Una de las grandes diferencias entre Mohamed V y Pedro I es la actitud de sus biógrafos. Ibn al-Jatib, el cronista del granadino, solo tiene palabras elogiosas para su rey y benefactor. Pedro López de Ayala, el del castellano, que se pasó al bando de Enrique de Trastámara y obtuvo de él cargos muy importantes, escribe pensando en adular a su nuevo señor. Su retrato de los defectos de Pedro I le granjearía al monarca el apodo de “el Cruel”, en vez del sobrenombre “el Justiciero” que le daban sus partidarios. Ciertamente, Pedro I fue colérico e implacable con sus enemigos.

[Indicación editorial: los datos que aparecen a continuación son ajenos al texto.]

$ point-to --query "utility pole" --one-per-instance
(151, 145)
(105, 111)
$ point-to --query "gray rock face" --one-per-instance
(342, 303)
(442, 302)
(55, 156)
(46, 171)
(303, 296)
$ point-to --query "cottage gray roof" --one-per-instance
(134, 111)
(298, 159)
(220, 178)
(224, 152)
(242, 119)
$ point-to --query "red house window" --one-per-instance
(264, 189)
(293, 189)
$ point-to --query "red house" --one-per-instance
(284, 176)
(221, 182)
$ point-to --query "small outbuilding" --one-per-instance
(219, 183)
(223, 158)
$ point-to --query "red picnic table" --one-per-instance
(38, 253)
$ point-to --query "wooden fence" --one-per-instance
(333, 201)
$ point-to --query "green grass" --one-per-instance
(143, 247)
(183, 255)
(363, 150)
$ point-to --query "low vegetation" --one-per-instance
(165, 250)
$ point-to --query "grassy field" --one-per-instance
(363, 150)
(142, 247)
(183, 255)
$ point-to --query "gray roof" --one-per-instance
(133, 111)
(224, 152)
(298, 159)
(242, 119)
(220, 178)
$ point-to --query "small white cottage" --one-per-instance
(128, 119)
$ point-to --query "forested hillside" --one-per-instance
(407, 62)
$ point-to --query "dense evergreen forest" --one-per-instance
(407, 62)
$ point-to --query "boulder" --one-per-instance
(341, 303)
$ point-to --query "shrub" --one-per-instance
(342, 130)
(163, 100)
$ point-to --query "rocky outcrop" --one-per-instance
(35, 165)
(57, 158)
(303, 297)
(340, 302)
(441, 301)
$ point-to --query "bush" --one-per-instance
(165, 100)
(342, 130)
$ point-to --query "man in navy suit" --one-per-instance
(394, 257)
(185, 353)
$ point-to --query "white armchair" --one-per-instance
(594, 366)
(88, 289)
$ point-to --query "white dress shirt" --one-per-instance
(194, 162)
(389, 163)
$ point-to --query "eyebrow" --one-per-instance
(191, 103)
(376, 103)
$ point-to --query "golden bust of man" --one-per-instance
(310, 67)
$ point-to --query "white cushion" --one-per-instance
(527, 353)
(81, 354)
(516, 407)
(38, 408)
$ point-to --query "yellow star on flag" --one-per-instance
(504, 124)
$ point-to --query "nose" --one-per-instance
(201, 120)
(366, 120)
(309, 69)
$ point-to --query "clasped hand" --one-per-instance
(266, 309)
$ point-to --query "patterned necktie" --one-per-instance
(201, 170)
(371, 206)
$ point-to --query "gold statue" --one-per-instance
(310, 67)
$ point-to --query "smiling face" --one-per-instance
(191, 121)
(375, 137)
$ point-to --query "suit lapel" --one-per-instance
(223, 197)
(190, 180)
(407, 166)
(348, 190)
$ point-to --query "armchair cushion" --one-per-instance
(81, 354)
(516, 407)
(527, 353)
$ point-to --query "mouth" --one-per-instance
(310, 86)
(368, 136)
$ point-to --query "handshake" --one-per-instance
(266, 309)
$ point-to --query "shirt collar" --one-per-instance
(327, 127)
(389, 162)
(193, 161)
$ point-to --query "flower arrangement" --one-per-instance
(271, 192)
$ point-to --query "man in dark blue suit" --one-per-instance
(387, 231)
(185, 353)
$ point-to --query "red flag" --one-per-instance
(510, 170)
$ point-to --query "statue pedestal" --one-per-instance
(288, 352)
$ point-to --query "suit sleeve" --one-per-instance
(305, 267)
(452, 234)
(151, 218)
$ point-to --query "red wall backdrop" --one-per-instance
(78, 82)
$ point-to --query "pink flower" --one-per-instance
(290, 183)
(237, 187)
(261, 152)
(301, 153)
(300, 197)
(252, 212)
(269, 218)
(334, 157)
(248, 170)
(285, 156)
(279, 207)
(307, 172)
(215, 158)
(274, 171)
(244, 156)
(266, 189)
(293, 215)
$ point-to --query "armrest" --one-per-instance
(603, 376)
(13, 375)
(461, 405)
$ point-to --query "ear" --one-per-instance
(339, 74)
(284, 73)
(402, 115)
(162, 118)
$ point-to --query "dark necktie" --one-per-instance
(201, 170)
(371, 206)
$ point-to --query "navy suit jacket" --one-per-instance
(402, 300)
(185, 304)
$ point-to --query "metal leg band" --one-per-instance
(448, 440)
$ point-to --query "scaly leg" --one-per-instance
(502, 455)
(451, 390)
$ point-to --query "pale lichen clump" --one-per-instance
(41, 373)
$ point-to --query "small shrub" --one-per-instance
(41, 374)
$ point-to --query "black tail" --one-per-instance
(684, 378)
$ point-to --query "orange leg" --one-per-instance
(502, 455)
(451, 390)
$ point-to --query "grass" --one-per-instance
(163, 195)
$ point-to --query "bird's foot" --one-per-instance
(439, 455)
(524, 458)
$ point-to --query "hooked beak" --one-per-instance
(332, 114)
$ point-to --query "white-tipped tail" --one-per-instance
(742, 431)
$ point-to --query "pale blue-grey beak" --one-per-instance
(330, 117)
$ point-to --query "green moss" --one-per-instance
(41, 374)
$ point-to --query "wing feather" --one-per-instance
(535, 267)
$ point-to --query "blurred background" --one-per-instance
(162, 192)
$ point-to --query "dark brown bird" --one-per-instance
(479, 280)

No dudó en asesinar a decenas de adversarios políticos, en una época en la que lo común era hacer prisioneros y cobrar rescates. Pero su oponente Enrique fue responsable de terribles masacres de judíos de todas las edades, por las que el cronista prefiere pasar de puntillas. La propaganda trastamarista acusó a Pedro de infiel e impío por su alianza con Granada y su política de protección a los hebreos. Inocencio VI lo excomulgó, Urbano V se alió con sus enemigos. Su derrota dio alas a la intolerancia religiosa y oxígeno al agonizante sistema feudal, puesto que su sucesor, Enrique, para recompensar a los aristócratas que lo apoyaron, reforzó los privilegios señoriales. Granada perduraría un siglo más.